Molecular Modelling of Selected Combustion By-Products from the Thermal Degradation of Croton megalocarpus Biodiesel

Abstract

Computational models are very important in understanding the nature of interactions in chemical systems from which important geometry parameters for various organic compounds can be extracted. This study explores computationally the geometry parameters of selected volatile organic compounds from the co-pyrolysis of Croton megalocarpus biodiesel blend using the Density functional theory (DFT) in conjunction with B3LYP correlation function at 6 - 31 G basis set. Gaussian ‘16 computational and Chemissian version 4.43 computational codes were used to generate electron density maps, band gap energies and frontier molecular orbitals. Frontier orbitals are central in estimating the reactive nature of a given molecular compound. The results indicated that the thermal degradation of selected molecular products from the co-pyrolysis of Croton megalocarpus biodiesel blends proceeds via high energy barriers between +400 and −1250 kJ/mol.
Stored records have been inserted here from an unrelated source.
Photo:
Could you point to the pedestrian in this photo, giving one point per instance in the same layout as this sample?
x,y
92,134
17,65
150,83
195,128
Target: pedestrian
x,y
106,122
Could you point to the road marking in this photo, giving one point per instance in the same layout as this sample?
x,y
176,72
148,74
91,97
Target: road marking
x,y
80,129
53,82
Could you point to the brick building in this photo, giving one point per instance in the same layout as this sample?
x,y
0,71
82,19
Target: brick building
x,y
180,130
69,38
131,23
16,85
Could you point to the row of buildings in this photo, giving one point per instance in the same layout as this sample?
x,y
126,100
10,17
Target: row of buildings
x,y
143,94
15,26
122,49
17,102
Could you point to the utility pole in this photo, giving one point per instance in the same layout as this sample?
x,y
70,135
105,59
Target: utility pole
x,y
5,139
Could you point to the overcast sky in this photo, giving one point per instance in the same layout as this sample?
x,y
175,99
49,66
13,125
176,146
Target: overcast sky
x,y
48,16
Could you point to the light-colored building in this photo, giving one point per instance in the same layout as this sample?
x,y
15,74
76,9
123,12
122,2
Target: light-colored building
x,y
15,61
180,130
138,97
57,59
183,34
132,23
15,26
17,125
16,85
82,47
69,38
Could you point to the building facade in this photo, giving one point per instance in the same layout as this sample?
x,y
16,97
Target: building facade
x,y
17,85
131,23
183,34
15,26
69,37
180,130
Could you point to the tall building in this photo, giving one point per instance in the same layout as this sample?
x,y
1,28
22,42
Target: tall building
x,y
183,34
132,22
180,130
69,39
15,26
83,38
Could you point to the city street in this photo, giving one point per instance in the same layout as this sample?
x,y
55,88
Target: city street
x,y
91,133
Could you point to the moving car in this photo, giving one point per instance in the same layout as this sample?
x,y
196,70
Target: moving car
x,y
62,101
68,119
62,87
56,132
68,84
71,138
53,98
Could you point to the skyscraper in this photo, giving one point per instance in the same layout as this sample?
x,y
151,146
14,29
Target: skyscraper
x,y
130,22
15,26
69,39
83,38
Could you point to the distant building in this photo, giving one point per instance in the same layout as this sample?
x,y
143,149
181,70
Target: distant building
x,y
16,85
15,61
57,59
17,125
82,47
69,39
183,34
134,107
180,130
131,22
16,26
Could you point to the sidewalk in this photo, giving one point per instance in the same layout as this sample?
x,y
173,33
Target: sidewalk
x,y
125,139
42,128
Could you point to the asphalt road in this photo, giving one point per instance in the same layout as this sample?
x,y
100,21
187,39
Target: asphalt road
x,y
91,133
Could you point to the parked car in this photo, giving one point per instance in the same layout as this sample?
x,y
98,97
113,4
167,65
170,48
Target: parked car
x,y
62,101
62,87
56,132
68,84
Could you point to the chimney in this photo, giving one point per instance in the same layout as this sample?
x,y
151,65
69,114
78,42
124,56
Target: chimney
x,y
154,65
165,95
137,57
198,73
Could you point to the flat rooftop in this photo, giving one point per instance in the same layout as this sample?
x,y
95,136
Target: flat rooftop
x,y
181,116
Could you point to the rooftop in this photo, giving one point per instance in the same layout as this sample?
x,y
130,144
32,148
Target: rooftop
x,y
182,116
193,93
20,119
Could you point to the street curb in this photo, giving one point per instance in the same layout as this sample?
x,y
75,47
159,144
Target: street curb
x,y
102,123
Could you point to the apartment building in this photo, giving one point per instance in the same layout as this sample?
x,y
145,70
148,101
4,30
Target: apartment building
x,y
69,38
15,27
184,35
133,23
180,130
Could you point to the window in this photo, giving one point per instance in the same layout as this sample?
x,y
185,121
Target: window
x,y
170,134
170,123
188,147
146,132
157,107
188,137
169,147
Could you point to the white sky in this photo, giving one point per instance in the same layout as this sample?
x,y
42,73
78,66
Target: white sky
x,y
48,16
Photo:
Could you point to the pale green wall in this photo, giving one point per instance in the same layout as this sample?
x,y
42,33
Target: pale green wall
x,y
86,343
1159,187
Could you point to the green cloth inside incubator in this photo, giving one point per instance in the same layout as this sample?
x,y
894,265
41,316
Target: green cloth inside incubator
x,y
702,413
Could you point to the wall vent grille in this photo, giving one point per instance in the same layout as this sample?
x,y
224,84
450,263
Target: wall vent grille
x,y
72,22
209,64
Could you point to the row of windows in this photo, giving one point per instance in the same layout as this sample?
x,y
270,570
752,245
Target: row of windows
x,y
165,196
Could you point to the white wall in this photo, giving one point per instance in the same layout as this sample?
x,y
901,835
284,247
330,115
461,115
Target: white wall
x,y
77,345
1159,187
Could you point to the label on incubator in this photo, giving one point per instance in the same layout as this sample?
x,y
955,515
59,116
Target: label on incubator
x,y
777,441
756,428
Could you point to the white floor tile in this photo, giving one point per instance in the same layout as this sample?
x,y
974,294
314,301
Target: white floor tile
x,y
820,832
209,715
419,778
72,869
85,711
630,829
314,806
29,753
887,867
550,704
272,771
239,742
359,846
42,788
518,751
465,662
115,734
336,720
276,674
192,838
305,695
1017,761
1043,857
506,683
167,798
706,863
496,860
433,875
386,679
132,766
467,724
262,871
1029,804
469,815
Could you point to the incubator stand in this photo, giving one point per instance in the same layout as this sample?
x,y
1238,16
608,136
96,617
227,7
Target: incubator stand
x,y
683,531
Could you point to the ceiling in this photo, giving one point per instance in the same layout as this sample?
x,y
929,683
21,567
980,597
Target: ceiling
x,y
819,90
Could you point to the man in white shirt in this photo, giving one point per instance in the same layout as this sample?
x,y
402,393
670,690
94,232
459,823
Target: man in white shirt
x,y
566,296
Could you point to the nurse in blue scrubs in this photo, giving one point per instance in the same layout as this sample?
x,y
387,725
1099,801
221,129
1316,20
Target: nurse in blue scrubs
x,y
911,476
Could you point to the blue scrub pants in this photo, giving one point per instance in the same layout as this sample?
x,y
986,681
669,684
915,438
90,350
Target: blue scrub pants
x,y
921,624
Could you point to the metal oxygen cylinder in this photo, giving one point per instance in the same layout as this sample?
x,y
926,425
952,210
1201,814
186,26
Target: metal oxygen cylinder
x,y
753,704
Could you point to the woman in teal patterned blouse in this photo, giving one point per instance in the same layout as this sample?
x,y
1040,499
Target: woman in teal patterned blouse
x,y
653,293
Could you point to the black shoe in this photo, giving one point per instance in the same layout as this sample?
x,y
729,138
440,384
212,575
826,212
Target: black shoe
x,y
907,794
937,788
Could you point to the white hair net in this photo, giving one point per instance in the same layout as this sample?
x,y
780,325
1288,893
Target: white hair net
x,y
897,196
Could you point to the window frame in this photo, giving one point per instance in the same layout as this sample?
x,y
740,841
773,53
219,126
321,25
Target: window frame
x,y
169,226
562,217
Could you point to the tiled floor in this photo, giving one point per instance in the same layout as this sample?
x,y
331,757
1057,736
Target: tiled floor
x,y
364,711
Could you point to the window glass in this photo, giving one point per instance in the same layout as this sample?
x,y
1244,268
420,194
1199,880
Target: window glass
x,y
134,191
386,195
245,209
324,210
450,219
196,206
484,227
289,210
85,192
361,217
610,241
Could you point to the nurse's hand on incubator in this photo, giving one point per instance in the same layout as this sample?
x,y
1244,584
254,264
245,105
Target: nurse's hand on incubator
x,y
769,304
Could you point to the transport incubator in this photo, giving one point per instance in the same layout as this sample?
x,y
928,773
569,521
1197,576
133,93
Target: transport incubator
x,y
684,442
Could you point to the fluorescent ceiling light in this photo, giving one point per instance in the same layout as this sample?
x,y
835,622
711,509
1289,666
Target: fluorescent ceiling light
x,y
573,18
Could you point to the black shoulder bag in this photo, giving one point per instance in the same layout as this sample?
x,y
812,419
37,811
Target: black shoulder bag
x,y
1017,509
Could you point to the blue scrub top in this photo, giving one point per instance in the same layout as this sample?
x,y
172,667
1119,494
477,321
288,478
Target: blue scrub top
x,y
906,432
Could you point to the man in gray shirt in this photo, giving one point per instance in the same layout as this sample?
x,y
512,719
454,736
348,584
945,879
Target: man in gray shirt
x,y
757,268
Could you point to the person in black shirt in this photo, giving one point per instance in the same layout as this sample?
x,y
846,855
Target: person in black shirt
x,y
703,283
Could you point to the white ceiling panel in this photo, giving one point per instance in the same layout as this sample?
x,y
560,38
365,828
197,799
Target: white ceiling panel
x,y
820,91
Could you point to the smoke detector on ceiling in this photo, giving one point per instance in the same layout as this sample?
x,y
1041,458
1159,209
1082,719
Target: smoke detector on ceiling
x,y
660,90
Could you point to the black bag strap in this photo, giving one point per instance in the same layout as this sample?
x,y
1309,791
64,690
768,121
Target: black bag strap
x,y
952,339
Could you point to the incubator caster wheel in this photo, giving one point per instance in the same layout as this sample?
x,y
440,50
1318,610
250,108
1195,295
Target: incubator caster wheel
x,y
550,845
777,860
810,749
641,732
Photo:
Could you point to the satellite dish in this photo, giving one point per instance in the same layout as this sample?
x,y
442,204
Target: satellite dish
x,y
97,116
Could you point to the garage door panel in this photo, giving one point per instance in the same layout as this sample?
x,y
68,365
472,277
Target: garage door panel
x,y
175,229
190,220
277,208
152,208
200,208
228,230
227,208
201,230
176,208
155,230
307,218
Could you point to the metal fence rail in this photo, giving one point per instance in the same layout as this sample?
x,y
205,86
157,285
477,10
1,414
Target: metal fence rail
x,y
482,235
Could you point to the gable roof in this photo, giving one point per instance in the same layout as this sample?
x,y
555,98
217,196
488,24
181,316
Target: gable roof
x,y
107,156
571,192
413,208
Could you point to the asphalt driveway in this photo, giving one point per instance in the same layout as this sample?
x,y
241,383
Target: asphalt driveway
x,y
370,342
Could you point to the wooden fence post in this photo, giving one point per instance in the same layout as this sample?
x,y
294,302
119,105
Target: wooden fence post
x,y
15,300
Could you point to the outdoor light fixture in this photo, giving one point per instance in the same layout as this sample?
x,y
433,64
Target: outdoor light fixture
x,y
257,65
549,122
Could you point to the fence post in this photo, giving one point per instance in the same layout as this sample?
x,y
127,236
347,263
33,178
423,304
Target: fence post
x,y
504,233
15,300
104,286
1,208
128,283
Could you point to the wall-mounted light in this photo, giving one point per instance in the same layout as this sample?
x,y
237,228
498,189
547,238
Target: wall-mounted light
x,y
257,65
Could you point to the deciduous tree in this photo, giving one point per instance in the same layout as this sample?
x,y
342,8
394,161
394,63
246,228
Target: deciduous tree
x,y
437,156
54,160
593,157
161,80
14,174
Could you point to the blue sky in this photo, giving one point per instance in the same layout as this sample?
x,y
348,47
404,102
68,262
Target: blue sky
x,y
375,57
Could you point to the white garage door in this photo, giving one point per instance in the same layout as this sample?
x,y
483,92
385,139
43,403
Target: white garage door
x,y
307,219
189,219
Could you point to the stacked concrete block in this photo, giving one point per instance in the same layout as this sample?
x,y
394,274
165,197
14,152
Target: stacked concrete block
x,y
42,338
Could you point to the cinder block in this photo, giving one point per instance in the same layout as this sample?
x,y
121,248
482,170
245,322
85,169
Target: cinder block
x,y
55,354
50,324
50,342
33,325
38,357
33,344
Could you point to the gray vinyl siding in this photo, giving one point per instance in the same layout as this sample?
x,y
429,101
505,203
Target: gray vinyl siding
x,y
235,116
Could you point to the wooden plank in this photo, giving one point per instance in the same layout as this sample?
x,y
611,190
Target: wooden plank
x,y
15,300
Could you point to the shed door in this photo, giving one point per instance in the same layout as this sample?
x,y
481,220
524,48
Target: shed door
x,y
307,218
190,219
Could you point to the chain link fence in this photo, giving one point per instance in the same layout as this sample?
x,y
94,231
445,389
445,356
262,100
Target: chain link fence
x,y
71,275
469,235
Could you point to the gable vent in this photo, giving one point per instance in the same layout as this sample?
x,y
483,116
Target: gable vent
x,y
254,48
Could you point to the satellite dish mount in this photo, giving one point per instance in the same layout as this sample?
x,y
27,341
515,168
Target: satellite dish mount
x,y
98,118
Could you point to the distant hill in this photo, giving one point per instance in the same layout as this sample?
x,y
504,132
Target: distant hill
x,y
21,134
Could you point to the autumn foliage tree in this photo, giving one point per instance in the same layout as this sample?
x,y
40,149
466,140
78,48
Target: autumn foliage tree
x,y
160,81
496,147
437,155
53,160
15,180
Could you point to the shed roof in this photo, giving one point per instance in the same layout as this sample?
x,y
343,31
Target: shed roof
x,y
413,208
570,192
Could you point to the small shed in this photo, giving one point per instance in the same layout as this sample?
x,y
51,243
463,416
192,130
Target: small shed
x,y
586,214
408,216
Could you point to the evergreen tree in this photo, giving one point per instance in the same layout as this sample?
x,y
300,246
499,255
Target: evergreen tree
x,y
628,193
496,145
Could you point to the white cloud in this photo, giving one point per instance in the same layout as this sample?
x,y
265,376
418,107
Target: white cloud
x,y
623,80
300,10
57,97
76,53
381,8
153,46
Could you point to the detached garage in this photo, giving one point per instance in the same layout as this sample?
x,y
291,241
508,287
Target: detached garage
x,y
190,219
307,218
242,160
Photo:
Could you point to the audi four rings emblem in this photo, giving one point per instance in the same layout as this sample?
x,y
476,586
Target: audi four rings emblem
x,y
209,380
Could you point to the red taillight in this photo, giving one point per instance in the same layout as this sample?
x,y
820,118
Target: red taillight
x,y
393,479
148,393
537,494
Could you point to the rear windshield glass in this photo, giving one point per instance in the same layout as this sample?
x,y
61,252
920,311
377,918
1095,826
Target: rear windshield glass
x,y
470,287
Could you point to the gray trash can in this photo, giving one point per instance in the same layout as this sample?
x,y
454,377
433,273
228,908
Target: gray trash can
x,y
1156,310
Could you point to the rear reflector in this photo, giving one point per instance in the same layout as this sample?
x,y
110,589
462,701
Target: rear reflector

Fundamentally the highest occupied and the lowest occupied molecular orbitals (MOs) are critical in determining the reactivity of a molecule. Moreover, the HOMO-LUMO band gap energies of 4-(2,4-dimethylcyclohexyl)-2-butanone, 3,4-dimethyl-3-cyclohexene-1-carbaldehyde, 5-(3-phenylpropanoyl)dihydro-2(3H)-furanone, and isopropenyl-4-methyl-1,2-cyclohexanediol were 0.674 eV, 3.918 eV, 3.393 eV, and 1.588 eV, respectively.